Die Amerikaner waren an Informationen über den nationalsozialistischen Gegner interessiert, die Emigranten waren Deutschland-Experten mit hohen wissenschaftlichen Qualifikationen. Über diesen Deal hinaus hatten sie als rassisch Verfolgte gute Gründe, sich in die Front gegen „Nazideutschland“ einzureihen; darüber hinaus konnten sie so ihren Lebensunterhalt bestreiten, denn um die Finanzlage der Frankfurter Schule war es seinerzeit schlecht bestellt. Die kollektiv oder einzeln verfaßten einunddreißig Berichte und Analysen, die hier erstmals vollständig auf deutsch verfügbar werden, sind demzufolge als antifaschistischer Beitrag zu werten. Sie decken eine große Bandbreite von strategischen Fragestellungen ab (unter anderem die Gestaltung Nachkriegsdeutschlands, Bestrafung von Kriegsverbrechern) und stellen eine außerordentlich interessante Lektüre dar.
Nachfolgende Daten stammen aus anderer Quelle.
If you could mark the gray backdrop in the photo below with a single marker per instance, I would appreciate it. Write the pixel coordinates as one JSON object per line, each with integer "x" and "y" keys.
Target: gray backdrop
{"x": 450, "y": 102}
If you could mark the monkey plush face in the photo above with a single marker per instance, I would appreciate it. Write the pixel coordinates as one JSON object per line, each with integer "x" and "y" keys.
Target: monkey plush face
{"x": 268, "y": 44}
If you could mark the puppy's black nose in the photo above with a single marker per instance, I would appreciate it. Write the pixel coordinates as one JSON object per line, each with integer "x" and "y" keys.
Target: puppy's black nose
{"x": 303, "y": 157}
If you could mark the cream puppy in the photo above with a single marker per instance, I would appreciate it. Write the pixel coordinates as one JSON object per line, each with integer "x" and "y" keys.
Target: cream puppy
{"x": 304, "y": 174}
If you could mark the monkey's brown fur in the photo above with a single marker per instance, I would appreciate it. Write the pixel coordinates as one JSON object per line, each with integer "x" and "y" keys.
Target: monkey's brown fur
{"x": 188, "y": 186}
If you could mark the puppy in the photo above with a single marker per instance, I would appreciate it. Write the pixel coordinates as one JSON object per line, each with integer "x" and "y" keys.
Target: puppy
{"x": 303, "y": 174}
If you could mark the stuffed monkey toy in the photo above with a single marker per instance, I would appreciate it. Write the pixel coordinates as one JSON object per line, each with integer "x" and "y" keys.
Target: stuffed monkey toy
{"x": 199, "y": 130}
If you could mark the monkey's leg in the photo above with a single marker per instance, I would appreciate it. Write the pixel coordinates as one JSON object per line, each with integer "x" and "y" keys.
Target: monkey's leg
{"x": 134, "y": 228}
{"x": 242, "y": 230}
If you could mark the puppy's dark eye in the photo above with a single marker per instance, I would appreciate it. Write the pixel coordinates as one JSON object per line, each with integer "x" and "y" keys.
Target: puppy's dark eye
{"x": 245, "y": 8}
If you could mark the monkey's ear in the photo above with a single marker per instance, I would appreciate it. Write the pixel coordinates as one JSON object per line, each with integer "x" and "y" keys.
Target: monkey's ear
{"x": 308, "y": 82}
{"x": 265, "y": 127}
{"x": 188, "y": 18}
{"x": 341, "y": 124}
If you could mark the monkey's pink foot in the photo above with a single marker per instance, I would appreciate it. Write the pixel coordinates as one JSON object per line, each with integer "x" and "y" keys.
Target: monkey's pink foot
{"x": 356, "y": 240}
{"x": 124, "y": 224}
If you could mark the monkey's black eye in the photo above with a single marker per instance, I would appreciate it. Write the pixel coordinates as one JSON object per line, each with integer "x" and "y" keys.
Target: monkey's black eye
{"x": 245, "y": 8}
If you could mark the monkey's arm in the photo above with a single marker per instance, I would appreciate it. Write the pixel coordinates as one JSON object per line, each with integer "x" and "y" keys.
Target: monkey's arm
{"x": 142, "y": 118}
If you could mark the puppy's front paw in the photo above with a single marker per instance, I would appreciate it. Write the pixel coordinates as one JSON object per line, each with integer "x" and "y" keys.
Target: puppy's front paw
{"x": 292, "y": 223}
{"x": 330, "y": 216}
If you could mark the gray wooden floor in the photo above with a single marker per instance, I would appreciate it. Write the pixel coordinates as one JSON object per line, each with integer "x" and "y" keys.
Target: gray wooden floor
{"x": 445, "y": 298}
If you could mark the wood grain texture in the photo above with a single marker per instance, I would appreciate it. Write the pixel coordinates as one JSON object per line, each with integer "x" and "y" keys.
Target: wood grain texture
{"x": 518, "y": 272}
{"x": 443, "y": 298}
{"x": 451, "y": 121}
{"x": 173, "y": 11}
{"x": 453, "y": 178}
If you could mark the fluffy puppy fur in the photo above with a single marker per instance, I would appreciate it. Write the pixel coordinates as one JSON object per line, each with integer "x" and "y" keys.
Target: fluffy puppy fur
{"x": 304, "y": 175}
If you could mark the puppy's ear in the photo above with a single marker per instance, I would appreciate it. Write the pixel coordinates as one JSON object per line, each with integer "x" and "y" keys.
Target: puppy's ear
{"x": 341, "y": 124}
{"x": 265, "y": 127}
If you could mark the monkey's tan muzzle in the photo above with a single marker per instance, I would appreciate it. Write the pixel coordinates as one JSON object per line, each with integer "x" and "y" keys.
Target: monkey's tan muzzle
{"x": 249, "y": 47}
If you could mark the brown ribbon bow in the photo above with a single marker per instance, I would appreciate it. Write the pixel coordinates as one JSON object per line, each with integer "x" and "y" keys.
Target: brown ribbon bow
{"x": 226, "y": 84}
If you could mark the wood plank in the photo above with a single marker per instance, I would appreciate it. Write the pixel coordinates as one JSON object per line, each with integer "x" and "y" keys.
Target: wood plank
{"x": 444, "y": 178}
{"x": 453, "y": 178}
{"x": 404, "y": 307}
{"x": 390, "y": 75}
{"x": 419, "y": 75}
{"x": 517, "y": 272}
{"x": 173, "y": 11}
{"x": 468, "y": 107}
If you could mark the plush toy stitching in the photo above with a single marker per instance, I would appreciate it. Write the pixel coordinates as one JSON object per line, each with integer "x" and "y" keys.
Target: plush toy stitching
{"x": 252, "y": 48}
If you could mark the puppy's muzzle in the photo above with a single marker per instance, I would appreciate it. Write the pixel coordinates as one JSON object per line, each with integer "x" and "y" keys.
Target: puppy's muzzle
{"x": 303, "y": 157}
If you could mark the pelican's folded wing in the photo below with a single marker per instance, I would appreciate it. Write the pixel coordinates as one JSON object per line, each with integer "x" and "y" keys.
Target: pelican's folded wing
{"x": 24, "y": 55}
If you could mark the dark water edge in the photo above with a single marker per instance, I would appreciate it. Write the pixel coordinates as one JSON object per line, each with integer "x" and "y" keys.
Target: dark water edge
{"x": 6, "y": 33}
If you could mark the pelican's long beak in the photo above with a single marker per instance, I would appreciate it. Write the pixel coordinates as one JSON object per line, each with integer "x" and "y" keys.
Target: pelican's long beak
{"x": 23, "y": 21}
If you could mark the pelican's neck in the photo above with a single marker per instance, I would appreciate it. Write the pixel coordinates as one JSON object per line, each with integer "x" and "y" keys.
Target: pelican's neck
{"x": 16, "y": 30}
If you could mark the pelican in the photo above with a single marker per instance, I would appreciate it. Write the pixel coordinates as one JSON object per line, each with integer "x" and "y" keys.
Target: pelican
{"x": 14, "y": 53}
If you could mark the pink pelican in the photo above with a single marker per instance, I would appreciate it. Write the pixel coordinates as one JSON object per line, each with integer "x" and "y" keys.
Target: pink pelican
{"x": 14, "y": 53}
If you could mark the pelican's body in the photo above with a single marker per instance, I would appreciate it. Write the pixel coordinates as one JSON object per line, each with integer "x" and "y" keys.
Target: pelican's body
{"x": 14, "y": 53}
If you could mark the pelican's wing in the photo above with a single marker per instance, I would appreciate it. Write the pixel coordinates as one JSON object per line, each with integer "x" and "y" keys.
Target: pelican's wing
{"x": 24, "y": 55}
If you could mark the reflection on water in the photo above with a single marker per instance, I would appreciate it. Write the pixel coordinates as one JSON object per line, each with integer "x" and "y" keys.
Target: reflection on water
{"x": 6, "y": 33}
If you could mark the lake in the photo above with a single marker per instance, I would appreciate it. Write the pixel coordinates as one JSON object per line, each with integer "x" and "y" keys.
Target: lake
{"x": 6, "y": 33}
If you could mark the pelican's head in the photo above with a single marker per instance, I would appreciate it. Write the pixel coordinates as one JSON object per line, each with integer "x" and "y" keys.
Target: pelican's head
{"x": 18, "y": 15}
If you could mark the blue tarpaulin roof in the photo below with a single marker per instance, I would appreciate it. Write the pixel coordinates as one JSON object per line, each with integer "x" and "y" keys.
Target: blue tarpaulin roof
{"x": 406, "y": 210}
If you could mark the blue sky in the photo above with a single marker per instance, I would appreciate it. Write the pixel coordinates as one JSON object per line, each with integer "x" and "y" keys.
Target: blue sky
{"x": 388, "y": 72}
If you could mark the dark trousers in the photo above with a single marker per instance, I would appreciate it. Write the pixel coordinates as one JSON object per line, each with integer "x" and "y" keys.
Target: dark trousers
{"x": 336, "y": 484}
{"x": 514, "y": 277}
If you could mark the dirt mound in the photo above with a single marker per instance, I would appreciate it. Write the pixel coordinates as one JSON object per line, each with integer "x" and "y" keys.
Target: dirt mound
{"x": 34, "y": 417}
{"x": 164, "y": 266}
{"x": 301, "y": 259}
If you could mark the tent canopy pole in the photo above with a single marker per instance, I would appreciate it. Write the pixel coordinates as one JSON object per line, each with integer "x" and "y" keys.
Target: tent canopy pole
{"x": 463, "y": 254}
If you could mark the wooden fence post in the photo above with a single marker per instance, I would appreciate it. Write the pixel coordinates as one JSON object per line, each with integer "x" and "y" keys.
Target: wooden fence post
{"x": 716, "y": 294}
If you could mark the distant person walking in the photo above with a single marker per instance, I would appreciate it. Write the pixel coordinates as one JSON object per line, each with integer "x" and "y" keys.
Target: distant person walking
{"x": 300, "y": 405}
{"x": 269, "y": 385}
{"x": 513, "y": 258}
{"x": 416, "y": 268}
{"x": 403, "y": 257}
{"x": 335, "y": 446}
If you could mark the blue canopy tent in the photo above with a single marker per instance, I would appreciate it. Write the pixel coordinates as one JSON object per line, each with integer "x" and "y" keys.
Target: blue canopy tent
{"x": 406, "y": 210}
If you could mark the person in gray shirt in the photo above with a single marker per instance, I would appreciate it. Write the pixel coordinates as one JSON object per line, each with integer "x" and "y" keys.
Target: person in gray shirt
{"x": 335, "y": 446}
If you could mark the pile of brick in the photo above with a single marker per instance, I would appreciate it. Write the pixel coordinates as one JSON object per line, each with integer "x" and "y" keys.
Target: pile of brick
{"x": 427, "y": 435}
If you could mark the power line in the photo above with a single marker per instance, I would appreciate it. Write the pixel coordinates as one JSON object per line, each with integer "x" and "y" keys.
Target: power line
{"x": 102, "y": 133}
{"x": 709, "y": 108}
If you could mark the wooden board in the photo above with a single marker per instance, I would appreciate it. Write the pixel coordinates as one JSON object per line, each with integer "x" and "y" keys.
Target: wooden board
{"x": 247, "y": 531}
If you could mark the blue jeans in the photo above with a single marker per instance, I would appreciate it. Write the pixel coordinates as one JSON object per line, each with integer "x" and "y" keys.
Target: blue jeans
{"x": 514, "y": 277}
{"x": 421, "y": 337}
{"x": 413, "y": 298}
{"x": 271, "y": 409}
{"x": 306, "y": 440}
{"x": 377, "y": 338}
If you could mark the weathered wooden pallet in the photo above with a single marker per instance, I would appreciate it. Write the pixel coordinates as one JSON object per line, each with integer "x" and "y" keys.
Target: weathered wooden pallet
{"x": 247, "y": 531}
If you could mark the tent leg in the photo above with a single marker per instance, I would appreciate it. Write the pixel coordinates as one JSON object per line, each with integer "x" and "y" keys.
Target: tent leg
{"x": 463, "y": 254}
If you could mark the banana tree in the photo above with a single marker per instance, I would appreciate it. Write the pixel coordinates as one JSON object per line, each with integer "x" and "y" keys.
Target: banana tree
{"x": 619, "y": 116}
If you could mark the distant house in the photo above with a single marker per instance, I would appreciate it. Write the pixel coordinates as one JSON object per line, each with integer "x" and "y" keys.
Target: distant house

Nach 1945 hatten die USA plötzlich andere Interessen

Allerdings blieb die Zusammenarbeit zweier derartig unterschiedlicher Interessenlagen nicht ohne Konflikte, was – wie der Herausgeber herausstellt – „innerhalb der amerikanischen Verwaltung zu regelrechten ‘Schlachten’ führte – die die Frankfurter Gruppe fast immer verlor“. Hiermit wird die ambivalente Seite des marxistischen Kriegseinsatzes sichtbar. Denn immer wieder schossen die engagierten Geheimdienstler über das Ziel hinaus, was an zahlreichen Vorschlägen deutlich wird, die letztlich im Interesse ihrer antikapitalistischen Agenda standen und auf die bürgerliche Substanz Deutschlands zielten, wie die Vorschläge zur Verstaatlichung von Schlüsselindustrien, ausufernde Namenslisten von Wirtschaftsführern, Demokratie als Arbeiterdemokratie. 

Der Nürnberger Hauptankläger Robert Jackson beispielsweise stand der ökonomischen Ursachenforschung Neumanns äußerst ablehnend gegenüber, woraufhin dieser aus Protest zurücktrat. Marcuse und Kirchheimer wurden, da der „linke“ OSS geschlossen wurde, ins Außenministerium versetzt, was einer Degradierung gleichkam. Die konservativen Amerikaner verfolgten eigene Ziele in Deutschland, indem sie das christdemokratische Zentrum aufbauten.

Insofern war der Kriegseinsatz der Frankfurter Schule eine Episode, ebenso wie die „33 Thesen“ – und doch sind es solche typischen Episoden, die ein stets verklärtes Phänomen der deutschen Ideologiegeschichte besser verstehen helfen. Die begabten Intellektuellen aber hatten ihre Lektion gelernt und schalteten, als die Amerikaner die kapitalistische Wiedererrichtung Westdeutschlands forcierten (Sommer/Herbst 1948), ihr Theoriedesign endgültig um. Nicht mehr die altmarxistische Politisierung der Ökonomie steht seitdem im Zentrum, sondern die schon länger vorbereitete kritisch-intellektualistische Thematisierung der Kultur; der zuvor verachtete Überbau avanciert zum erfolgversprechenderen Kampffeld (Kulturmarxismus). Marcuse wird sich später diesem Paradigmenwechsel anschließen, verweist doch mancher Gedanke der „33 Thesen“ auf den kommenden messianischen Aufbruch des Jahres 1968.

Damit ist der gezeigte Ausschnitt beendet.